Chapitre 55

Entre 8:02 et 9:17, ce vendredi matin, l'inspecteur Ernesto Gomez avait réalisé plus de découvertes qu'en deux semaines d'enquête. Le règlement eut voulu qu'il communiquât à son co-équipier le résultat de ses investigations. Mais le souvenir d'un certain pari et d'un décolleté canyonesque le poussait à jouer solo. Certes, l'inspecteur ne pouvait se départir d'une once de mauvaise conscience. Mais dans le plateau le plus lourd de la balance, se trouvait une pépé trop bien argumentée. Le genre de luronne dont le physique avenant suscite moult métaphores empruntées au vocabulaire automobile...
Et puis, il y avait les casseroles. En arrêtant lui même les maniaques du silencieux, Gomez ferait la une des journaux. Les excès de vitesse, l'ivrognerie, les marivaudages extra-conjugaux et le train de vie disparaîtraient de l'actualité.
Le policier songeait à tout cela en règlant ses jumelles sur la fenêtre du deuxième étage d'un pavillon rococo qui cachait sa misère derrière une haie de cyprès mal entretenus, à 8 kilomètres au sud de la ville.
De temps à autre, un visage inconnu aparaissait quelques secondes entre deux rideaux jaunis par le tabac gris. Visiblement, le rabougri était sur ses gardes. A coup sûr, il avait pensé à cadenasser la porte d'entrée. Tout dans cette histoire laissait accroire qu'on n'avait pas affaire à des amateurs. Les lascards devaient avoir un pris de gros sur les munitions. Un abonnement à la Société des Poudres et Explosifs. C'est en remarquant la boîte aux lettres qui se rouillait benoîtement près de la route, à l'entrée du jardin que l'inspecteur s'est souvenu que le pays comptait 80000 facteurs. Un grand sourire carnassier et des yeux de loup le firent alors ressembler à Yull Brynner dans l'"Oeil du Serpent".

***

Les trois camionettes Bedford immatriculées en Angleterre furent parmi les premières à s'extraire des hangars du ferry arrivé de Portsmouth. Si les douaniers avaient été plus vigilants, ils auraient remarqué l'étrange ressemblance entre les trois chauffeurs qui n'avaient d'ailleurs rien de britanniques, à part le faux passeport.

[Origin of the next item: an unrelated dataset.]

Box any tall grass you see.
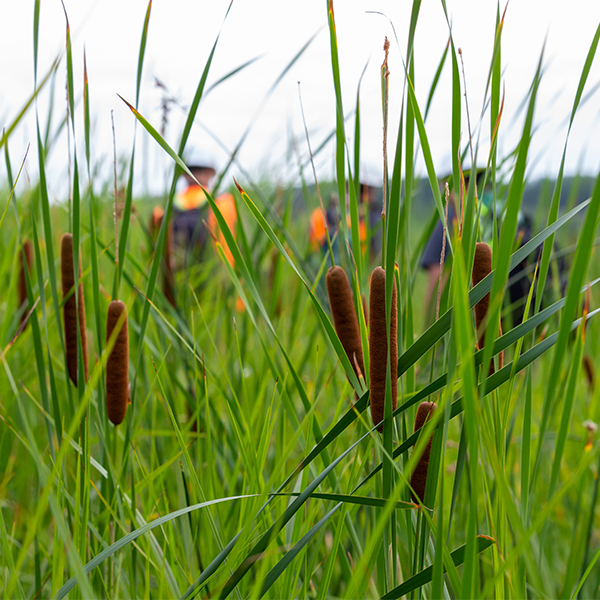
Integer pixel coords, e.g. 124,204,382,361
0,0,600,600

Après avoir serpenté quelques minutes derrières les entrepôts, les camionettes se sont garées sur un parking bien en évidence parmi des milliers de voitures. Au volant, des lutins au teint cuivré attendaient la prochaine averse. Rien de tel qu'une pluie bien drue pour vider les rues et se débarasser des témoins gênants.

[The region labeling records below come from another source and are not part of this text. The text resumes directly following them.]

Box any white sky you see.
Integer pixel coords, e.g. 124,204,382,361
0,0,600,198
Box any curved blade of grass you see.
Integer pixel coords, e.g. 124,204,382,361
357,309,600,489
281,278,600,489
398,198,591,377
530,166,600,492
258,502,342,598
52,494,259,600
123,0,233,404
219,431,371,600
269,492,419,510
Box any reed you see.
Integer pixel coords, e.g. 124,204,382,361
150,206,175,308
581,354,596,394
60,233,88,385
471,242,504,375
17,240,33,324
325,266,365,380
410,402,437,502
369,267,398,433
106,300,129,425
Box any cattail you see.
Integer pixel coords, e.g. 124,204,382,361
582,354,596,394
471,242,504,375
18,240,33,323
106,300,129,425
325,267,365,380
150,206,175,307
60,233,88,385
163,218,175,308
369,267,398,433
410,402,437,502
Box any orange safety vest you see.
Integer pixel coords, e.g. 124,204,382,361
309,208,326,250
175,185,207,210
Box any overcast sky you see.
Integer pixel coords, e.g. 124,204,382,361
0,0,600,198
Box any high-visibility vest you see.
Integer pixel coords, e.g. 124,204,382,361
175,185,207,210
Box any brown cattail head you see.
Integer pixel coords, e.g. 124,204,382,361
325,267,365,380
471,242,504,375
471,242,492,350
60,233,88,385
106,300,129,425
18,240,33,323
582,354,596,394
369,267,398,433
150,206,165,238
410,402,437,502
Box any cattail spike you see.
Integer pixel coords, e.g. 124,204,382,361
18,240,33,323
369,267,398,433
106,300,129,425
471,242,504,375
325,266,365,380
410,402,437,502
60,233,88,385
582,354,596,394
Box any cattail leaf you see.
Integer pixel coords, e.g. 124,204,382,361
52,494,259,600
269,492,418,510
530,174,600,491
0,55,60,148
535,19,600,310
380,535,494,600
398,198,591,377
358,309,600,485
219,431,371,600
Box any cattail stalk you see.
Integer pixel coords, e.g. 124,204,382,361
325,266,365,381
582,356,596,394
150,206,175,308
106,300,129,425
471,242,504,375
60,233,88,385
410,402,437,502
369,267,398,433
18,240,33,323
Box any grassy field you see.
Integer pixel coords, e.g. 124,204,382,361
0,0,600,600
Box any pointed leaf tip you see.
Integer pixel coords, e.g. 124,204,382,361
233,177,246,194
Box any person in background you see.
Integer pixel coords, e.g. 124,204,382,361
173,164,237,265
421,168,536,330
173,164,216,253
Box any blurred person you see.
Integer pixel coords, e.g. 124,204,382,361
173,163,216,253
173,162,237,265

Celle-ci arriva, après cinq cigarettes. Une belle saucée, dense, froide, venteuse et brutale à souhait. Du taillé sur mesure. Les camionettes ont redémarré pour venir longer lentement la coque rougeâtre d'un cargo fraîchement amarré.

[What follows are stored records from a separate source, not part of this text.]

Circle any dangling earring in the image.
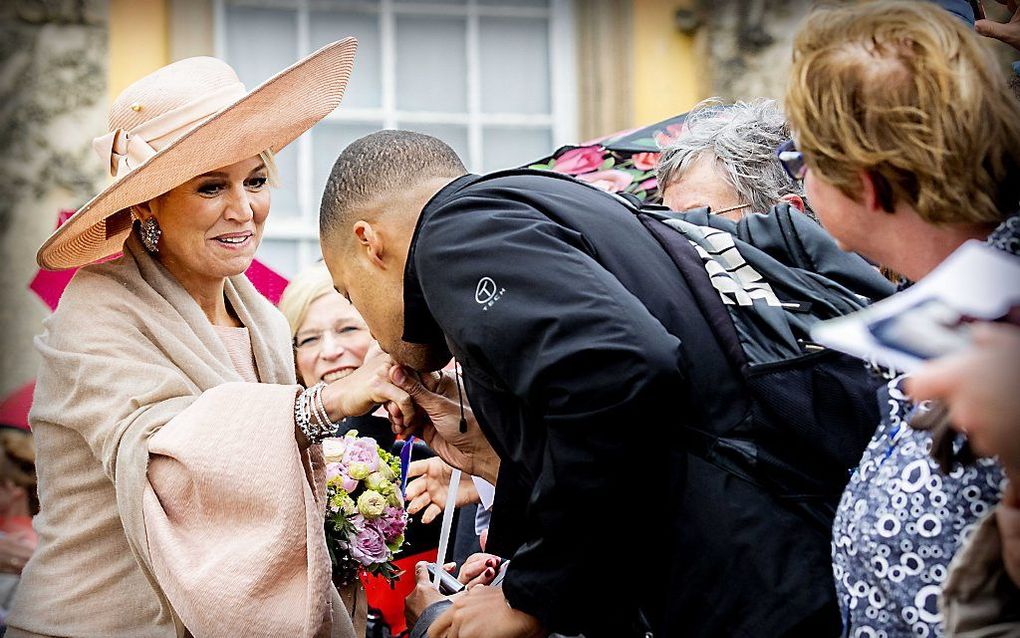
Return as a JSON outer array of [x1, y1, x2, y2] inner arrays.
[[138, 217, 163, 254]]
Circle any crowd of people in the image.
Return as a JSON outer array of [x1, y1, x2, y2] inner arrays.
[[0, 0, 1020, 638]]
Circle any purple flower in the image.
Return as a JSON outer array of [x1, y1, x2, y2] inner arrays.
[[372, 507, 407, 543], [344, 437, 379, 476], [350, 516, 390, 567], [325, 463, 344, 481]]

En un éclair, huit silhouettes sombres ont dévalé le gangway pour s'engouffrer dans les véhicules qui déjà repartaient.

Personne n'avait remarqué ces hommes et leur sacs de sports dans lequel la plupart transportaient un pistolet mitrailleur Carl Gustav M45, 5000 cartouches calibre 9mm et quelques autres babioles dont on n'a jamais l'usage quand on s'en va en pic-nic.